Two things Berlin seems incapable of getting right:

One is the traffic. The other one is garbage disposal.

The traffic first. In Berlin, the car is king. Cyclists are second-class citizens, and pedestrians third-class citizens.

Nobody is taught basic traffic rules, and very few observe them, and in any case, nobody is expected to observe them. There is no traffic police, and the staff in the few police cars one sees tootling around do not seem to be there for the traffic.

Bike paths are not respected by neither pedestrians nor cars, and pavements are not respected by anybody. Cars park on bike paths and pavements (even police cars when they stop for coffee); cyclists cycle on pavements, that are now also plagued by e-rollers hurtling along at breakneck speed, terrorising everybody including children and dogs. Still, the police observe and do nothing.

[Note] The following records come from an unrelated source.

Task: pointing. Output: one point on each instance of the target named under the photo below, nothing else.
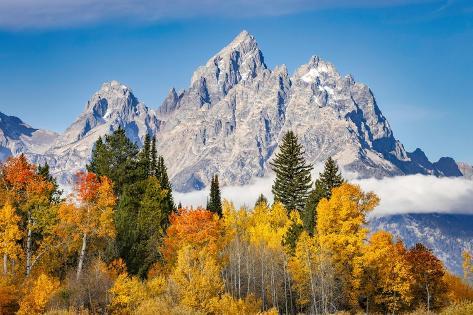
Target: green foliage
(56, 193)
(141, 219)
(328, 179)
(116, 157)
(215, 203)
(292, 184)
(261, 199)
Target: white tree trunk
(82, 256)
(28, 246)
(5, 264)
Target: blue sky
(415, 55)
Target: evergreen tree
(162, 176)
(328, 179)
(292, 184)
(141, 220)
(145, 157)
(215, 202)
(116, 157)
(154, 161)
(261, 199)
(43, 171)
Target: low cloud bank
(20, 14)
(401, 194)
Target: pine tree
(292, 184)
(117, 158)
(215, 202)
(56, 193)
(261, 199)
(145, 157)
(154, 161)
(328, 179)
(162, 176)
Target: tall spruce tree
(154, 158)
(328, 179)
(261, 200)
(292, 184)
(214, 204)
(117, 158)
(55, 195)
(162, 175)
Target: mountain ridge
(230, 119)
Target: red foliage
(87, 186)
(198, 228)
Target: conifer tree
(292, 184)
(162, 176)
(261, 199)
(145, 157)
(215, 202)
(55, 194)
(116, 157)
(154, 158)
(328, 179)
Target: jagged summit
(230, 119)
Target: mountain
(17, 137)
(229, 121)
(448, 235)
(114, 105)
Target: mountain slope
(113, 106)
(231, 117)
(448, 235)
(17, 137)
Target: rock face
(113, 106)
(17, 137)
(231, 117)
(229, 121)
(448, 235)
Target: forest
(119, 244)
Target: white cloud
(401, 194)
(21, 14)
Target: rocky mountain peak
(240, 60)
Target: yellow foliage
(127, 294)
(468, 267)
(462, 308)
(229, 305)
(10, 232)
(458, 290)
(383, 275)
(302, 267)
(341, 228)
(38, 294)
(197, 277)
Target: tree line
(119, 245)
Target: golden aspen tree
(93, 216)
(30, 194)
(197, 277)
(38, 295)
(429, 287)
(341, 230)
(467, 266)
(383, 275)
(10, 234)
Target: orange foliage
(458, 290)
(23, 183)
(198, 228)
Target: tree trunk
(81, 256)
(428, 297)
(5, 264)
(28, 246)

It gets worse: Instead of simply teaching and expecting its precious drivers to keep their much-worshipped cars away from cyclists and bike paths, like in normal countries, Berlin prefers to put up barriers in order to force drivers to stay on the road where they belong. These barriers are getting larger and larger and more and more ugly and are in many places completely dominating, and ruining, the look of the streets of Berlin. As if Berlin needs to look more unattractive than it already does.

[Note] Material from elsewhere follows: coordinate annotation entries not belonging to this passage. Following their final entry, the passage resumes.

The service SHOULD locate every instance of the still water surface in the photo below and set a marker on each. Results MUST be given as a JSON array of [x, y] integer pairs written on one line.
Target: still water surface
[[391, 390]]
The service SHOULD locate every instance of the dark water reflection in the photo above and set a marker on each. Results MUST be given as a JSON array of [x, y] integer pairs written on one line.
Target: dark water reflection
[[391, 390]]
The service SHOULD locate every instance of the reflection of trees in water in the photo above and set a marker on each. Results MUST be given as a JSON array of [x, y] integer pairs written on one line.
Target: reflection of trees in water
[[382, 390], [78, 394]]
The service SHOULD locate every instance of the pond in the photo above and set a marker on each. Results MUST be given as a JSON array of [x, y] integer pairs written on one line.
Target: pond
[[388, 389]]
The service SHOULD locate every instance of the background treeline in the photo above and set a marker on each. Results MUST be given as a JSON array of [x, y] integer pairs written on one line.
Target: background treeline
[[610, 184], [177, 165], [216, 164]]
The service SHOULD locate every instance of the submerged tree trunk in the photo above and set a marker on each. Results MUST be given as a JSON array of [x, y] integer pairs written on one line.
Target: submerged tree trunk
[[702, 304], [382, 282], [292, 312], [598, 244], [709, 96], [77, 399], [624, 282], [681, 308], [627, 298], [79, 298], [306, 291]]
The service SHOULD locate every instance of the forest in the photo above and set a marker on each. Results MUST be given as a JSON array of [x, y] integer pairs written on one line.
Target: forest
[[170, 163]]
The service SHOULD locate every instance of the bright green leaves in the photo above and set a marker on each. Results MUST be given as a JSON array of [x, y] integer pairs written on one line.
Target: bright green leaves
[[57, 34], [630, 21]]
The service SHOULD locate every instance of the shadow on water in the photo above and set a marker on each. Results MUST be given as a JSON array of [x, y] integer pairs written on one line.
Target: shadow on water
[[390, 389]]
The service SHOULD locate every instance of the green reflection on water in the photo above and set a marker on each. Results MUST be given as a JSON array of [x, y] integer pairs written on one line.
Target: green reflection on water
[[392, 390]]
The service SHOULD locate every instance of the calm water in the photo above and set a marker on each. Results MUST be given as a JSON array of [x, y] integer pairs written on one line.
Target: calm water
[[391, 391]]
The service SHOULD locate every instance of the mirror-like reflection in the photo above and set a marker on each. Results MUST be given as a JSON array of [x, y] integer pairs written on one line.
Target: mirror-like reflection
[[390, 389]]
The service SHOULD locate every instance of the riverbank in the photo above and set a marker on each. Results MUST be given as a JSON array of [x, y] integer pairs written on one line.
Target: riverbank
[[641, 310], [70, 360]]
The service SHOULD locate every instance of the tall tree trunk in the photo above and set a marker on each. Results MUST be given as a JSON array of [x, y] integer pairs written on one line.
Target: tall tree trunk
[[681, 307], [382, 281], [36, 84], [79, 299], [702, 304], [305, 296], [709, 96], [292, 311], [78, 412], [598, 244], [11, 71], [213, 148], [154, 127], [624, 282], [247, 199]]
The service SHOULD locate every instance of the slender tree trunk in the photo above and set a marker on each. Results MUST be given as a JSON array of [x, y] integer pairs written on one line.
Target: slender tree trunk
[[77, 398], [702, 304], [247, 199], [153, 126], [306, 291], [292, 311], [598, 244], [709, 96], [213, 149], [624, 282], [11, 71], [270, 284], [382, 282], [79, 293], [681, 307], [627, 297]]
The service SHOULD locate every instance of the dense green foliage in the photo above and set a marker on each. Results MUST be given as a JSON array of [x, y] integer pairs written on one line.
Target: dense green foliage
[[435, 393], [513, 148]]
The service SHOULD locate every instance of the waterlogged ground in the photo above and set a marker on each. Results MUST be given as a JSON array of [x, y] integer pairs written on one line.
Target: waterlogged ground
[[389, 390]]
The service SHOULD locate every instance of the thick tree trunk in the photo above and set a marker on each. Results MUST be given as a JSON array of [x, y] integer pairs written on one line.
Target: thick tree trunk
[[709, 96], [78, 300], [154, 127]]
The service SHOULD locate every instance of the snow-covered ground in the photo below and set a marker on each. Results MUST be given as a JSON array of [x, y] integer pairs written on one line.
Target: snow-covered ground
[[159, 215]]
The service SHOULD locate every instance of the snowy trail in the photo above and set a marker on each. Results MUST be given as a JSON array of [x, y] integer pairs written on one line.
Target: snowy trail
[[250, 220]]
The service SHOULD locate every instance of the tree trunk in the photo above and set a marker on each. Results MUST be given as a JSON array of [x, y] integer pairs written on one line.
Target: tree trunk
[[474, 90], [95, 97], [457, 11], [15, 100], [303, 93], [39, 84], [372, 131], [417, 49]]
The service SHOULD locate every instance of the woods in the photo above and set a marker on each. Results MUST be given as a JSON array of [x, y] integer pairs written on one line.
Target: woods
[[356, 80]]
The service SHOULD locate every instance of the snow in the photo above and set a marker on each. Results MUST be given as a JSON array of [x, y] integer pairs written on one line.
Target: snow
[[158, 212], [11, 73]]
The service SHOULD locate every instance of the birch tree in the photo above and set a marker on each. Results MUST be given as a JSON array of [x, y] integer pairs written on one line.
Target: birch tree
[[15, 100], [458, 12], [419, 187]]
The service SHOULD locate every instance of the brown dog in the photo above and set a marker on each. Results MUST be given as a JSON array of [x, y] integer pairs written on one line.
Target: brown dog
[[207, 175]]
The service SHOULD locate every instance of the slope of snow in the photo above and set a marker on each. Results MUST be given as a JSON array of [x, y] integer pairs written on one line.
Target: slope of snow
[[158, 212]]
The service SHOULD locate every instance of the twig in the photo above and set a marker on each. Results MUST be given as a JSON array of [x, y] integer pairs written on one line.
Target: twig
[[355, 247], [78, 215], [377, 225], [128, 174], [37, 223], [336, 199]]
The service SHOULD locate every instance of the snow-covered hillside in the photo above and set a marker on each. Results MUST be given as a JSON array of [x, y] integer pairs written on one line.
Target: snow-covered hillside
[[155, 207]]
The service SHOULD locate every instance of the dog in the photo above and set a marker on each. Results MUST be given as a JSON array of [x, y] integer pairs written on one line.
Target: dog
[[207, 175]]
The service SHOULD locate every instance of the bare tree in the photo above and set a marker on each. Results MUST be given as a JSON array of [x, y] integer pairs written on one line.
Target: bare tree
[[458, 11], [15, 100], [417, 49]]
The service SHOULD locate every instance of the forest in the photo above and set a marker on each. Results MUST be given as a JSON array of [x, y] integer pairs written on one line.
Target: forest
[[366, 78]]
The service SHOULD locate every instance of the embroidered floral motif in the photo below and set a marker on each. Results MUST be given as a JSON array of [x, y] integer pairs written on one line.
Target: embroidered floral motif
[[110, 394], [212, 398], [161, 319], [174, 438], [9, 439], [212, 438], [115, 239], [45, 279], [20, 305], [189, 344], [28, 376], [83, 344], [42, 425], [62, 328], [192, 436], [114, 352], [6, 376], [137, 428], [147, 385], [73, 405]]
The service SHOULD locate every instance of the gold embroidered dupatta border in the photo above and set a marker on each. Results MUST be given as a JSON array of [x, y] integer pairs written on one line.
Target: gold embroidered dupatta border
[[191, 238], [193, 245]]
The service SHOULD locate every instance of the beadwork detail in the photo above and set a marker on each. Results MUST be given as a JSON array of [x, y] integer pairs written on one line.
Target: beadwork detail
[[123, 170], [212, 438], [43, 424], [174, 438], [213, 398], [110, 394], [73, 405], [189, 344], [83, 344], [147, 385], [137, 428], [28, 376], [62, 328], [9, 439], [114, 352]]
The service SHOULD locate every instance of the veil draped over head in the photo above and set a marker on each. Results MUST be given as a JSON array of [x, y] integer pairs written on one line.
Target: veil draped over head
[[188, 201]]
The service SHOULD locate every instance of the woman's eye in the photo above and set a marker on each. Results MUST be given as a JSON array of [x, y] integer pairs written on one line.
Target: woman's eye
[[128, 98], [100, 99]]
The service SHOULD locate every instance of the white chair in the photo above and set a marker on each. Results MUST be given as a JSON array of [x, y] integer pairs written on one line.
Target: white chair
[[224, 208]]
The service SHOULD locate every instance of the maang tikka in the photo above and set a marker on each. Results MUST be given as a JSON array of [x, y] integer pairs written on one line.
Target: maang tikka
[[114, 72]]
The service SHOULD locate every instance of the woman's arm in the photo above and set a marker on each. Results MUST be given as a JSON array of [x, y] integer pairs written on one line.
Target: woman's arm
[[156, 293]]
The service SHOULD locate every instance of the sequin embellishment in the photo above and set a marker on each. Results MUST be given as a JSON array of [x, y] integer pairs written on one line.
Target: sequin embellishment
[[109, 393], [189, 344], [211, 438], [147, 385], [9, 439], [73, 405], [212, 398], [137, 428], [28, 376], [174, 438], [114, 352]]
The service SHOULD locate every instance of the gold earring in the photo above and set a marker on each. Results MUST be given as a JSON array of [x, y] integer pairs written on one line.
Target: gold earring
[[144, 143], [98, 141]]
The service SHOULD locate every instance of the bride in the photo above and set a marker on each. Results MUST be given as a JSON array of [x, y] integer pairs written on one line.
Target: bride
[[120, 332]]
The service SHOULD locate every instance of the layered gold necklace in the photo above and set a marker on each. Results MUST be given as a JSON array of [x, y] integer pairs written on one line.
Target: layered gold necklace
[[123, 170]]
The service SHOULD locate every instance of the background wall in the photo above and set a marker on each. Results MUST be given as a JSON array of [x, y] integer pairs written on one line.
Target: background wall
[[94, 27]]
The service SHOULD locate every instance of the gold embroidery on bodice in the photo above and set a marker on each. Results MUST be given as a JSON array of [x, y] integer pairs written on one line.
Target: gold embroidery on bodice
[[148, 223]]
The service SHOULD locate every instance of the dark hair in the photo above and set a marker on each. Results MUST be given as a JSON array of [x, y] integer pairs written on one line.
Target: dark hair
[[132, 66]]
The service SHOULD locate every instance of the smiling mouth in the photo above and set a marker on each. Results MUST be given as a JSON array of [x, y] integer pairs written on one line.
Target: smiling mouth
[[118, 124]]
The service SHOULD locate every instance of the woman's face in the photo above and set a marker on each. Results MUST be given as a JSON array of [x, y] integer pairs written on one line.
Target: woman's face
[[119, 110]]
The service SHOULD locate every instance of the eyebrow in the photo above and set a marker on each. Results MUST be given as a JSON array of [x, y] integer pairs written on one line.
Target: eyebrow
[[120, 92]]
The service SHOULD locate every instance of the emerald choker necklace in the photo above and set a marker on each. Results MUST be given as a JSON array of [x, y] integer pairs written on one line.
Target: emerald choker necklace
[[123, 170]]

Photos illustrating the “beatification” of Berlin thanks to braindead drivers to come.

In Revaler Straße, the barriers between street and bike paths are a little more discreet – a kind of oblong boulders that are slippery as ice – as I learned the hard way, and I am sure I am not the only one, and I would be surprised if they don’t cause accidents among cyclists as well.

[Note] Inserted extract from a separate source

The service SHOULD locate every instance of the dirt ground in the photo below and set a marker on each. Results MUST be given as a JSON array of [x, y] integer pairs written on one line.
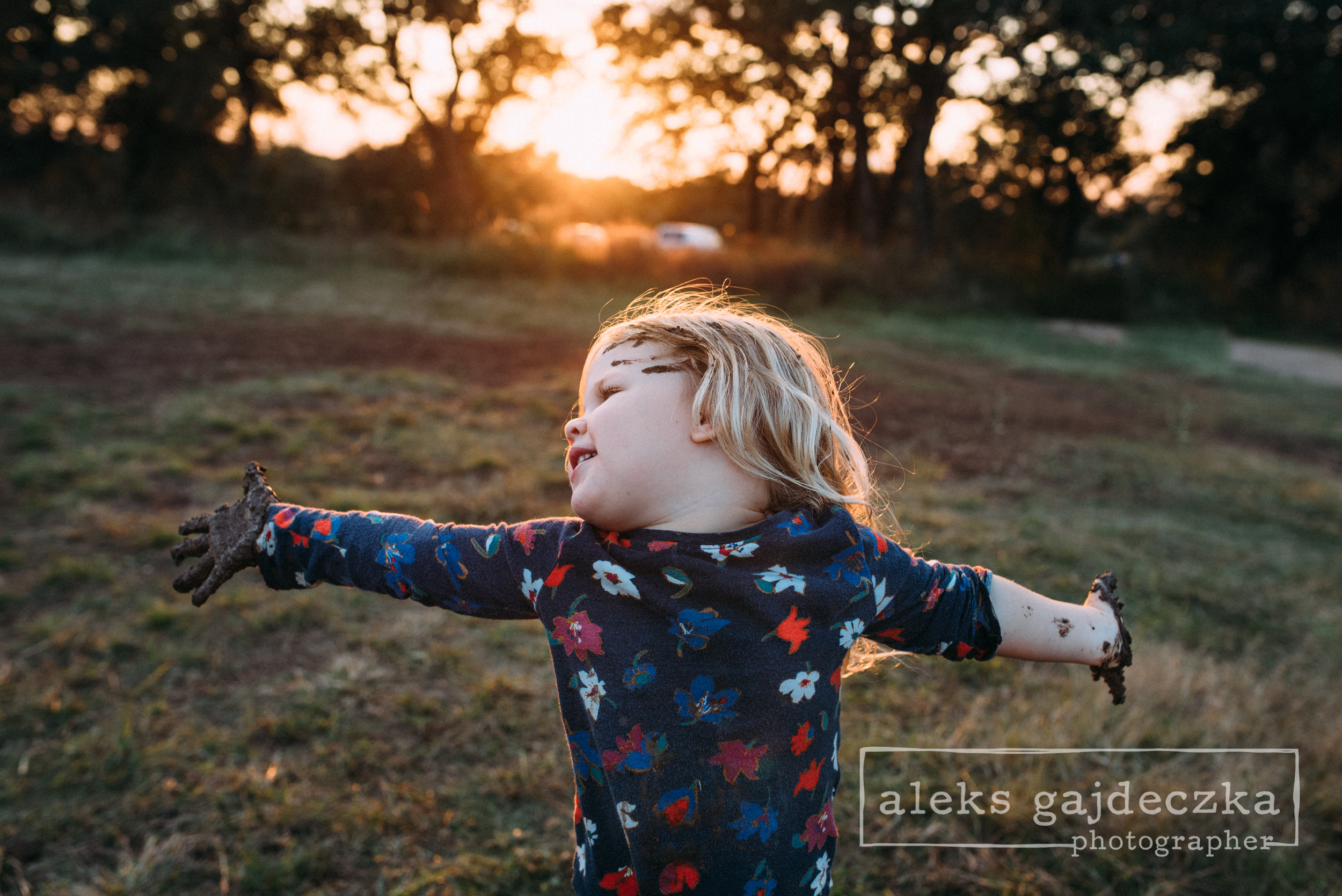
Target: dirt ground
[[975, 419]]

But that is of course OK as long as the kings-of-the-road drivers and their beloved, stinky, noisy scrap-heaps are unharmed.

I fell and damaged my face and right hand. Four days later, one side of my face, already badly scratched from the meeting with the asphalt, is turning green and yellow, and my hand likewise. Ligaments in my thumb are so badly damaged that whether or not I have surgery, that hand will never be the same again.

More, including photos, to come.

The other thing is garbage disposal. This country has the most stupid systems in the so-called western world, with doors to garbage rooms and lids to containers very difficult to open. Where I live, people shorter and less strong than me, for example, have real difficulties using them, and half the time, I also have to give up opening the door to our garbage room, and simply leave the garbage bag outside. As if Berlin is not in many ways ugly enough already.

And the containers are never emptied often enough and therefore often overflowing, making Berlin look like a city in a third-world country.